Worker’s Compensation Claim

Do I Have A Claim?

In New South Wales, if you are injured during the course of your employment, you can make an injury claim with your employer. Your employer will notify its workers compensation insurer of the injury and lodge an injury claim at the same time.

Once your claim is lodged, the insurer and treatment provider have the responsibilities to assist you to recover and return to the workplace as quickly as possible.

When your injury claim is accepted by the insurer, you may have an entitlement to the following:

  1. Weekly benefits
  2. Medical expenses
  3. Lump sums compensation for permanent impairment

The insurer will provide you relevant information regarding rehabilitation. The insurer aims to assist you in your recovery and to return to work as soon as possible.

However, they do not necessarily advise claimants that they are able to claim for lump sum compensation for permanent impairment. A 'lump sum' claim can be in thousands of dollars and this entitlement is set out in sections 66 and 67 of the Workers Compensation Act 1987.

To properly prepare your claim for lump sum compensation, we will collate all medical information relating to your injuries and disabilities before we arranged for you to be assessed by reputable medico-legal doctors who will assess your injuries and provide a Whole Person Impairment rating in accordance with AMA 5 Guides.

Your legal fees and disbursements will be fully paid by the insurer. You do not need to incur any expenses at any time.

What Do I Do When I’m Injured at Work?

If you are injured at work, you must report the incident and injury to your employer as soon as possible.The incident details must be entered in the company's injury register. Your employer has a legal obligation to notify the insurer within 48 hours of the injury being notified.

Your employer has a legal obligation to notify the Scheme Agent or insurer within 48 hours of the injury being notified.
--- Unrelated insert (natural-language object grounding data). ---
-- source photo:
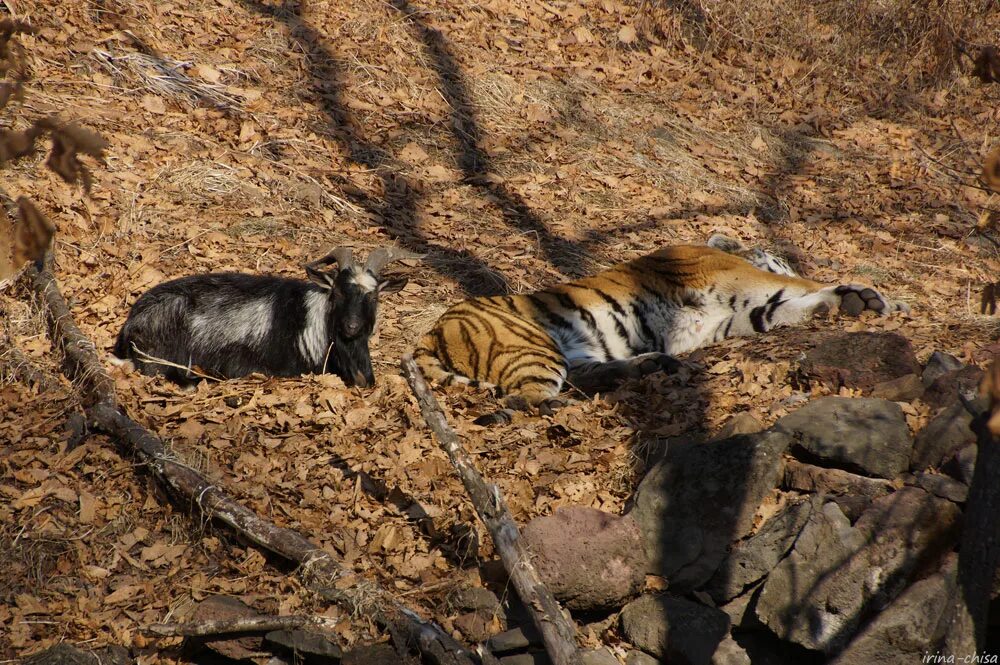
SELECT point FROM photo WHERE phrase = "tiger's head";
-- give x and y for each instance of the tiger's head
(755, 256)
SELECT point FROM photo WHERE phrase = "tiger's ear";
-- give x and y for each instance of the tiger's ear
(725, 243)
(323, 280)
(392, 284)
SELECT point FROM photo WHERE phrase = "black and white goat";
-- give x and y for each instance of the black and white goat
(232, 324)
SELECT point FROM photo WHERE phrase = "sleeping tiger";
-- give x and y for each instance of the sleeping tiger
(625, 322)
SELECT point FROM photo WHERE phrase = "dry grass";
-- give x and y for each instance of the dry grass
(880, 48)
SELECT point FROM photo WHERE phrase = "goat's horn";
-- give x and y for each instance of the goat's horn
(383, 256)
(342, 256)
If your employer fails to lodge an injury claim, you must contact WorkCover Assistance Service on 13 10 50 or our office for immediate advice.
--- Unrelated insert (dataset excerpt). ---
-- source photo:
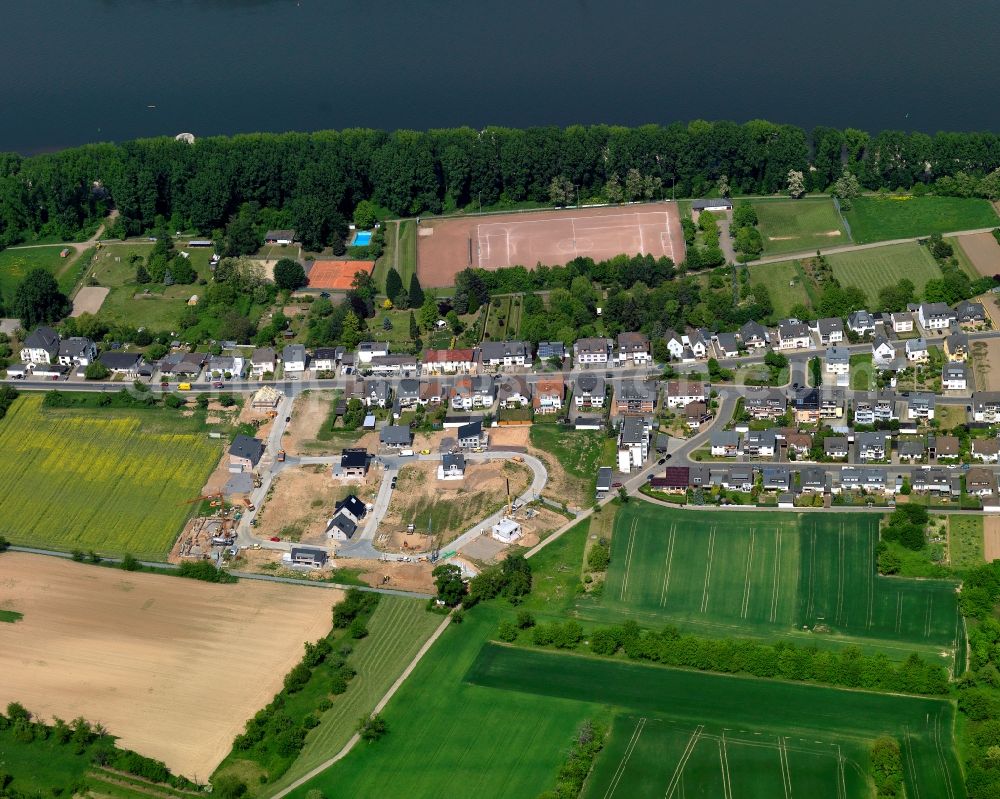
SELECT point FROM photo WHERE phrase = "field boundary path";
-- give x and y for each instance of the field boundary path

When contacting WorkCover Authority, you must provide the following information:

  1. Your full contact details
  2. Your employer's details
  3. Your doctor's and treatment details
  4. The date of injury and description of the incident
  5. Name of the person who notified the insurer and your relationship to that person

If the employer fails to notify the Scheme Agent or insurer within the 48 hours timeframe, you must contact WorkCover Assistance Service for advice on 13 10 50.

Provisional Liability

Once a claim is made with an insurer, your claim may be accepted provisionally so that you can start receiving weekly benefits and medical expenses. This allows you to claim weekly payments for a maximum of 12 weeks and payment of medical expenses up to $7500.

Your weekly benefits start within 7 days after notification of injury is made with the insurer unless the insurer has a reasonable excuse not to pay weekly benefits.

The insurer must then notify you in writing and provide further advice on resolving dispute.

The reasonable excuse can be any of the following:
  1. You do not have insufficient medical evidence
  2. You are unlikely to be a 'worker'
  3. The insurer is unable to contact you
  4. You refuse to cooperate with the insurer
  5. Your injury is not work-related
  6. You reported your injury after 2 months
  7. Your injury is not a significant injury

Time Limits

It is very important that you lodge a Workers compensation claim within 6 months of the date of injury. You can still bring a late claim if it is the result of ignorance, mistake or absence from NSW.

If you wish to make a claim outside the 6 month period, please contact our office as soon as possible.


WorkCover NSW Medical Certificate

Where possible, you must immediately consult a doctor regarding the injury and request the doctor to complete a WorkerCover NSW Medical Certificate. You must nominate your doctor as a nominating doctor who has your permission to release relevant information to the insurer. An injury management and return to work plan can then be devised for you.

You should promptly give the completed medical certificate to the employer or insurer and include any receipts for medical treatment. You should remember to keep a copy of the receipts and documents relating to treatment.

You must also agree to participate and cooperate with tment and implementation of an injury management plan and return to work plan.

When attending treatment providers such as physiotherapist, you must provide them with claim number. Your treatment provider will then request pre-approval from the insurer. This will ensure that you are not out of pocket.

Mitigation of Loss

You must be seen to mitigate your loss by making all reasonable efforts to return to work. If you are unable to perform pre-injury duties at work, you must inform the doctor and the employer of your disability and other suitable duties.